SSOReady concepts: Organizations

Understanding Organizations in SSOReady

An organization corresponds to a corporate customer of yours. If you sold your product to Apple, Nvidia, and Amazon, you’d have three organizations in SSOReady: one each for Apple, Nvidia, and Amazon.

Organizations belong to exactly one environment. You can have any number of organizations in an environment.

Within organizations, you can have any number of SAML connections and SCIM directories.

Properties

An organization, as displayed in the SSOReady web app.

Organization ID

Every organization has an ID starting with org_..., for example:

org_ac4vpckpze4ugjm70lzkmtwd2

Organization IDs are universally unique.

Organization External ID

If you’re selling multi-tenant B2B software, you probably already have a concept that closely matches an SSOReady organization — usually, this is something named a “team”, “workspace”, “company”, or something similar.

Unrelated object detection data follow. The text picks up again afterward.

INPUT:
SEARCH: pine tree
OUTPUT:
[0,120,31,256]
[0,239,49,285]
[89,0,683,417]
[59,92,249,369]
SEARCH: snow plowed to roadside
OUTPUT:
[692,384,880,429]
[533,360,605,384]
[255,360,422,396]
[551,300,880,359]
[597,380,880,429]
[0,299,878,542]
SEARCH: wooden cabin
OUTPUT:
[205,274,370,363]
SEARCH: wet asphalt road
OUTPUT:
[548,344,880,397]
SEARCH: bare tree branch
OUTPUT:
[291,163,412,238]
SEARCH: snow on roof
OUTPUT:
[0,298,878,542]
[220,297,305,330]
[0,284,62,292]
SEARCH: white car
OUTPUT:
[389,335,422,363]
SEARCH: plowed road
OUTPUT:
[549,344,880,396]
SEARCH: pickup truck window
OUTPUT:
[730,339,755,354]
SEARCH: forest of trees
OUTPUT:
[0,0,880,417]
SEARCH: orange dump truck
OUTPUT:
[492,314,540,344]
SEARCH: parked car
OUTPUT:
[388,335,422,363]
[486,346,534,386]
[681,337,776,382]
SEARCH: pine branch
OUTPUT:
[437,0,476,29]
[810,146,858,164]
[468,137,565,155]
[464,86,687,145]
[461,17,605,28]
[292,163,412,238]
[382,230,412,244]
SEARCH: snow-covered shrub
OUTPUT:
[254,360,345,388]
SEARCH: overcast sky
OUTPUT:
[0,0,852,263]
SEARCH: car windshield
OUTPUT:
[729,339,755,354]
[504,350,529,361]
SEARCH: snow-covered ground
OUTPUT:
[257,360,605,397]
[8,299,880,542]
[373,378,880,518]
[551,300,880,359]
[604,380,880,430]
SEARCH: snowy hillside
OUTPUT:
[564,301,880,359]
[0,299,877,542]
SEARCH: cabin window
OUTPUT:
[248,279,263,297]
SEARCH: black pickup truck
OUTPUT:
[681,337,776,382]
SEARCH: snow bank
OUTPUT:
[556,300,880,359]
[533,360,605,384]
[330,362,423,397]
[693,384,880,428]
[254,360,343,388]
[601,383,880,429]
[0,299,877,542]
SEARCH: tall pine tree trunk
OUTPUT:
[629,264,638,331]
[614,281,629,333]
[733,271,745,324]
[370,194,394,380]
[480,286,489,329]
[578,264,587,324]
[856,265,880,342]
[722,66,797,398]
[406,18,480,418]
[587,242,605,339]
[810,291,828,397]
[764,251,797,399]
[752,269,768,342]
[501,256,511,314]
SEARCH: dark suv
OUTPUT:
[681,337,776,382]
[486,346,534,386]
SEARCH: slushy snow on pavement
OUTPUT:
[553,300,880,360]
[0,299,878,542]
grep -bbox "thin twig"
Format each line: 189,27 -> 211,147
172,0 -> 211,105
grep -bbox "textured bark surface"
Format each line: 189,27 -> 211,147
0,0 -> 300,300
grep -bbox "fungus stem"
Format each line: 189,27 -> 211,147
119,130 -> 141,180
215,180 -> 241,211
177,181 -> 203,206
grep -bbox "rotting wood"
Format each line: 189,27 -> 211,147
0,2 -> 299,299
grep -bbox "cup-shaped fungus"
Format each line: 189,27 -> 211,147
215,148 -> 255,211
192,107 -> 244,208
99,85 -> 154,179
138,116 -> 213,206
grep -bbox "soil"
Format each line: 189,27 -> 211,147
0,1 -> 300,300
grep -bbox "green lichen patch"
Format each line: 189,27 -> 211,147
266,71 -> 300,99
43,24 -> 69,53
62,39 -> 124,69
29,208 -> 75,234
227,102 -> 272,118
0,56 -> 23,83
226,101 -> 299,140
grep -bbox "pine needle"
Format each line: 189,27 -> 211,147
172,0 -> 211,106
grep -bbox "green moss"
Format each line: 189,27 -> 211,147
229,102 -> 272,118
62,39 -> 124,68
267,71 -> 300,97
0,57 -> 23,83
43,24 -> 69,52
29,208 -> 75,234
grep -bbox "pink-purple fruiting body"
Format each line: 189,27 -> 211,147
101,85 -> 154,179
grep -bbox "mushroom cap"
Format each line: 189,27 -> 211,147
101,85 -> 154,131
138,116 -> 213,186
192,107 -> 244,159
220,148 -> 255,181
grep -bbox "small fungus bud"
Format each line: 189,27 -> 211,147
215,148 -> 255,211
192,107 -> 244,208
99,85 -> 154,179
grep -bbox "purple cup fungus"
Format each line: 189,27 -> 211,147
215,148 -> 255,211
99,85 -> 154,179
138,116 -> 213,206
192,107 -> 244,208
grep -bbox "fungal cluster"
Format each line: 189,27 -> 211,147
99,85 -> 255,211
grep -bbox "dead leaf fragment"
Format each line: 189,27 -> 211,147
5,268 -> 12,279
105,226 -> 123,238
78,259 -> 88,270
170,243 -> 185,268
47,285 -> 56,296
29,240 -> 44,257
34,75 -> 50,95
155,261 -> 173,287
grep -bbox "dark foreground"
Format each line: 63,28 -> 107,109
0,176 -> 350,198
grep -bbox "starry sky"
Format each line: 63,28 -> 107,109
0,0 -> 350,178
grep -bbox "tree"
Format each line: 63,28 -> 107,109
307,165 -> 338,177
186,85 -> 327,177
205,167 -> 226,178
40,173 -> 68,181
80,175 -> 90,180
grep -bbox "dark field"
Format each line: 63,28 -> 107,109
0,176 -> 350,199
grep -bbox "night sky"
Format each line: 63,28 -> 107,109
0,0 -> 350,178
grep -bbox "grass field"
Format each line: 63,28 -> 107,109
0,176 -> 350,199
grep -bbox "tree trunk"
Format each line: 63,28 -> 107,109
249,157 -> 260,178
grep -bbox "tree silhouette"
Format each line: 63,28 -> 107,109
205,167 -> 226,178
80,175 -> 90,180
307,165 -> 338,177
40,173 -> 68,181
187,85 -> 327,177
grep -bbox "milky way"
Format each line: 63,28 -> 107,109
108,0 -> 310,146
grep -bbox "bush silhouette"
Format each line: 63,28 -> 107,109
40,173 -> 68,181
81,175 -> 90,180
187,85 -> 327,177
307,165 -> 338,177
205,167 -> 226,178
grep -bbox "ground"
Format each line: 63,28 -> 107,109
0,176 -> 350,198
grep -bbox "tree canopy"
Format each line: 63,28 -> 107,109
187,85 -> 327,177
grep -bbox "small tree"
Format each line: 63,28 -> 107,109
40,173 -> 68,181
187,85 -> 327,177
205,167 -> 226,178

For your convenience, SSOReady lets you assign organizations with an organizationExternalId. These external IDs are optional. They must be unique within an environment.

These external IDs are a convenience feature: they save you from having to add some sort of ssoready_organization_id property on your existing equivalent of an SSOReady organization. Instead, you can call SSOReady using the ID you have naturally on-hand as the organizationExternalId when using SAML or SCIM endpoints. When onboarding new enterprise customers, you set your ID for that customer as the External ID on the SSOReady organization.

Domains

Every organization must include a whitelist of domains. If you expect Apple’s employees to log into your product with @apple.com and @shazam.com email addresses, then set apple.com and shazam.com as the domains for Apple’s organization in SSOReady.

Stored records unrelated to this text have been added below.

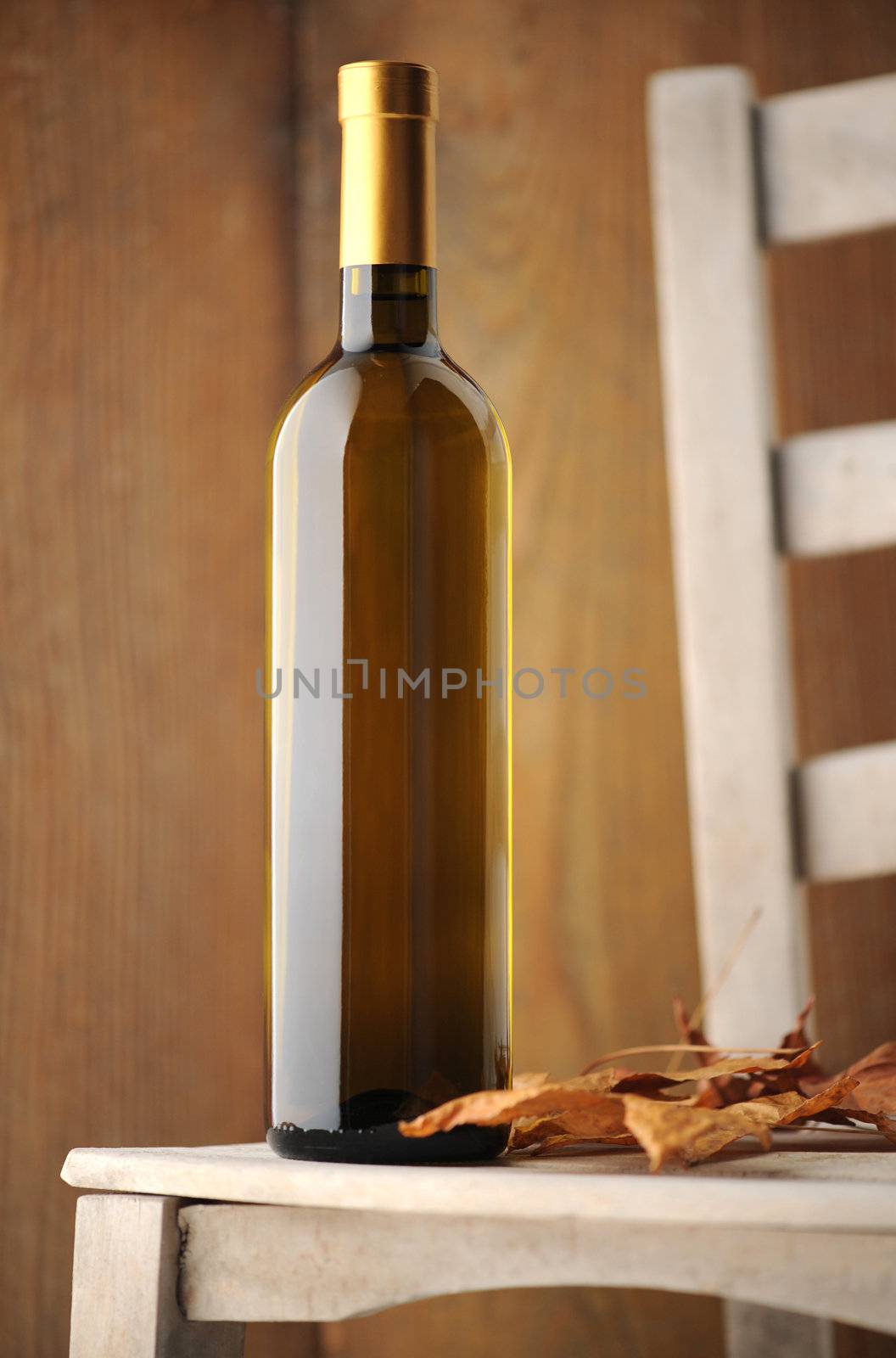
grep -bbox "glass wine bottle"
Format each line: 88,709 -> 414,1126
265,61 -> 512,1163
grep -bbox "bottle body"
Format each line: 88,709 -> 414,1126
265,295 -> 511,1159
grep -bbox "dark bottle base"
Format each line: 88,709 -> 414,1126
267,1123 -> 509,1165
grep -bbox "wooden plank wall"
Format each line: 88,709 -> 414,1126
297,0 -> 896,1358
0,0 -> 299,1358
0,0 -> 896,1358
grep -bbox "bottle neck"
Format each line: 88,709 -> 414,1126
339,263 -> 440,355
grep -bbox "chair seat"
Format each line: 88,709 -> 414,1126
63,1131 -> 896,1231
63,1131 -> 896,1333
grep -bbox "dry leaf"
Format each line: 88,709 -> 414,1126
398,1070 -> 613,1136
511,1096 -> 636,1150
609,1052 -> 805,1093
843,1041 -> 896,1116
623,1077 -> 854,1170
623,1095 -> 789,1170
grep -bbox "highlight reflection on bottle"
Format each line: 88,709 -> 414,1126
265,61 -> 512,1161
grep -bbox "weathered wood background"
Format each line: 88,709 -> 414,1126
0,0 -> 896,1358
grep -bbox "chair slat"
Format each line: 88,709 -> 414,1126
797,740 -> 896,881
778,419 -> 896,557
758,76 -> 896,243
649,66 -> 808,1043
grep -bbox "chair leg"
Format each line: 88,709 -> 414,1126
70,1193 -> 244,1358
725,1301 -> 833,1358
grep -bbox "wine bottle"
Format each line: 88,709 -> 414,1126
265,61 -> 511,1163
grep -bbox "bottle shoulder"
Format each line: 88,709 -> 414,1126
269,348 -> 509,462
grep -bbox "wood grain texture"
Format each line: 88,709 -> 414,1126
296,0 -> 896,1358
7,0 -> 896,1358
0,0 -> 304,1358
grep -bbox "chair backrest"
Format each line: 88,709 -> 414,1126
649,66 -> 896,1044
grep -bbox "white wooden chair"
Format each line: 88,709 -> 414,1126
63,70 -> 896,1358
649,66 -> 896,1358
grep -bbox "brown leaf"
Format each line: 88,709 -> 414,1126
398,1070 -> 615,1136
609,1057 -> 799,1093
623,1077 -> 854,1170
513,1070 -> 547,1089
772,1075 -> 858,1127
511,1096 -> 636,1150
843,1041 -> 896,1116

This whitelist of domains is used in two places:

In both cases, this is a security mechanism. Although the SAML and SCIM protocols ensure the authenticity of messages between the service provider (your application, with SSOReady acting on your behalf) and the identity provider (your customer’s Okta/Google/Entra/etc.), neither protocol directly handles the possibility of a malicious customer (or their disgruntled IT admin) attempting to log in as a competitor within your product.

To shield you against such cross-tenant attacks, SSOReady requires a first line of defense by whitelisting the domains you expect a customer to be using. You are free to add additional controls, but for most applications this built-in domain whitelisting is sufficient.

For an in-depth explainer on this type of attack, see the SSOReady blog post “Using SAML to add abraham.lincoln@whitehouse.gov to my Slack workspace”.

SAML Connections

Organizations have any number of SAML connections that belong to the organization. You can create SAML connections in one of three ways:

  1. By hand, using the SSOReady web application
  2. By having your customers create them, using customer self-serve setup
  3. Programmatically, using the Management API

SCIM Directories

Organizations have any number of SCIM directories that belong to the organization. You can create SCIM directories in one of three ways:

  1. By hand, using the SSOReady web application
  2. By having your customers create them, using customer self-serve setup
  3. Programmatically, using the Management API

Customer Self-Serve Setup

Once you’ve created an organization, you can give your customers one-time self-serve setup links. Customers can visit these links to configure their SAML connections and SCIM directories.